Giovanni Marcotullio - pubblicato il 23/09/22

Adriano Virgili ha pubblicato “Sulle tracce del Nazareno. Introduzione al Gesù storico” per offrire al pubblico un saggio divulgativo sullo stato dell’arte nelle ricerche storiografiche su Cristo.

Spesso quando ci si accosta alle ricerche storiche sulla figura di Gesù ci si imbatte in una tale selva di pregiudizi metodologici che si ha l’impressione di essere posti al bivio: “prendere tutto in blocco, acriticamente” oppure “negare tutto in blocco, ipercriticamente”. 

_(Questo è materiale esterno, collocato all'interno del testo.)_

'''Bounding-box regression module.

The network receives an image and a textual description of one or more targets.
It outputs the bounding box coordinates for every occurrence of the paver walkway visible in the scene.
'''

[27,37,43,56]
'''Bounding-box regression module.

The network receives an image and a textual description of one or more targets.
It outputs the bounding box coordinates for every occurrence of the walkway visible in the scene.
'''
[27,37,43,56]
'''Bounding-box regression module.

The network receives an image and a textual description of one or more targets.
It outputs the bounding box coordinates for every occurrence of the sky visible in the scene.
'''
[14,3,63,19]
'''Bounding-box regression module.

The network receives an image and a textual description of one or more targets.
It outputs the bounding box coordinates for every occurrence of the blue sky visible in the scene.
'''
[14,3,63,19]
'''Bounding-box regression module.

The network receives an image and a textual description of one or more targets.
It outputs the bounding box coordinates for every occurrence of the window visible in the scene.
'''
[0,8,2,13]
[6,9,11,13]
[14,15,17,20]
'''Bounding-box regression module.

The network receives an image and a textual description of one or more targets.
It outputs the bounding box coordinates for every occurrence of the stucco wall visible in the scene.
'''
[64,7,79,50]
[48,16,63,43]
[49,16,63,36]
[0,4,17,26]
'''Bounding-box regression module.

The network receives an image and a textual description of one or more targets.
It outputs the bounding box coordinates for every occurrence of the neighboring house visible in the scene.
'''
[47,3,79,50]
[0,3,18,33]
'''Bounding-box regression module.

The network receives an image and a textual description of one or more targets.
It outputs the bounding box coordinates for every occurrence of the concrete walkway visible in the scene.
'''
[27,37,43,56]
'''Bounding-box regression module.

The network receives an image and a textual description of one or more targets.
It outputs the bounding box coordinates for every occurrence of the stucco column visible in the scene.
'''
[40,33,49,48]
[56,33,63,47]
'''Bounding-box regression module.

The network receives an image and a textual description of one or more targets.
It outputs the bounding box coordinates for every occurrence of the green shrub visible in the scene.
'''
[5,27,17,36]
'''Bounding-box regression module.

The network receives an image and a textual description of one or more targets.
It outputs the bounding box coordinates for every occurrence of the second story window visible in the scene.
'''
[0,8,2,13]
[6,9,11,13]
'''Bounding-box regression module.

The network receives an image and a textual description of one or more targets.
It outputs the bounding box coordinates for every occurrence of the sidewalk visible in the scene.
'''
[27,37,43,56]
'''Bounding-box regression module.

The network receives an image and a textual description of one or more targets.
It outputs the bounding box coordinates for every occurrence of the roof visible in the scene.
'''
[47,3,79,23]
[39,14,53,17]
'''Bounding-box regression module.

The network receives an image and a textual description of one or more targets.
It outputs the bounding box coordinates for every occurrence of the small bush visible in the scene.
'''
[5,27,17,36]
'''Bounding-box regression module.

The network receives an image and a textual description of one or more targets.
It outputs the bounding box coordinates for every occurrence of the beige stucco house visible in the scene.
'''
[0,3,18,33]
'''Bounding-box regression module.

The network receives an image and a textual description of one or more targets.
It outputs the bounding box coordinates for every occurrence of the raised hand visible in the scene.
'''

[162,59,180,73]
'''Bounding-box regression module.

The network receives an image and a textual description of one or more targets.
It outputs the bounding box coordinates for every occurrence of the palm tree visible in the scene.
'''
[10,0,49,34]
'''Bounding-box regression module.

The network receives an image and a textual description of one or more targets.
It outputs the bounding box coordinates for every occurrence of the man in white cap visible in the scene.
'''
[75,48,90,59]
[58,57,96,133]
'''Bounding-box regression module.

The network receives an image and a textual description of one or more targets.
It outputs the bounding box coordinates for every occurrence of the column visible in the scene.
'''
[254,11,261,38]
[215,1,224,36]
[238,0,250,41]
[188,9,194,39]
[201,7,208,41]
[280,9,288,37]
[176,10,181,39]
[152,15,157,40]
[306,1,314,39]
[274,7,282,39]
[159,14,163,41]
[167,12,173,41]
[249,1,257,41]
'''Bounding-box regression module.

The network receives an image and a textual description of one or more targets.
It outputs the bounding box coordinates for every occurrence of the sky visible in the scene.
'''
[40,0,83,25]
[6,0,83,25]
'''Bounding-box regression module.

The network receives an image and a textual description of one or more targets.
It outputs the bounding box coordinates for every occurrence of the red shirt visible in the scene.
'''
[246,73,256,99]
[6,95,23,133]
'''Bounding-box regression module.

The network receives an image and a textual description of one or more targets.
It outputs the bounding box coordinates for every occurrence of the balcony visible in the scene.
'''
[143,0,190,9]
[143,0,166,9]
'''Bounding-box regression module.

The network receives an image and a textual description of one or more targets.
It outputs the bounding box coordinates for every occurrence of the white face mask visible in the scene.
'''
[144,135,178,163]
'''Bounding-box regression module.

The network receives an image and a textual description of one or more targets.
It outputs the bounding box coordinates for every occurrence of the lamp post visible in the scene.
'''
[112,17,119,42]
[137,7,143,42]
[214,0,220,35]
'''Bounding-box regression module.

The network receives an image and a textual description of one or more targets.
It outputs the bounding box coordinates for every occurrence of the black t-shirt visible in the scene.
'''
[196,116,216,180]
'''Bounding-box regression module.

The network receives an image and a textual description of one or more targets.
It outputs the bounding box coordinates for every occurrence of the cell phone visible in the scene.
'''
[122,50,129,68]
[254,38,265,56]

Effettivamente c’è una parte di questa letteratura che opera in modo così acre e corrosivo (esponendosi peraltro alle debite contro-requisitorie ermeneutiche) da scoraggiare i lettori, specialmente (ma non soltanto) i neofiti: anche tra le fila di teologi di razza, infatti, e di rango (da Ratzinger in giù), serpeggia ciclicamente un certo scetticismo sulla reale utilità del contributo della ricerca storica su Gesù. Se si nega infatti che i Vangeli abbiano (anche) un contenuto storico, allora bisogna rassegnarsi a dichiarare credibili su Gesù soltanto le non pochissime ma neppure corpose informazioni extrabibliche. Tuttavia, forse non siamo costretti a rigettare in blocco il contributo della critica storica… 

È da poco uscito un libro di Adriano Virgili impreziosito dalla prefazione di Gabriele Boccaccini, nella quale si legge, fra l’altro: 

Il libro di Virgili ha il grande merito di avvicinare e coinvolgere il lettore non specialistico al lavoro di coloro che specialisti lo sono, di mostrarne sia le acquisizioni sia le domande ancora irrisolte, e di farlo con grande rispetto, invitando tutti i lettori che abbiano interesse alla figura di Gesù (ebrei, cristiani e musulmani, credenti e non credenti) a | fare altrettanto, senza pregiudizi e timori. La storia non ha certezze definitive ma non è neppure il regno della vaghezza indistinta dove ogni ipotesi vale l’altra ed ogni conclusione – anche la più estemporanea – è egualmente legittima e possibile. 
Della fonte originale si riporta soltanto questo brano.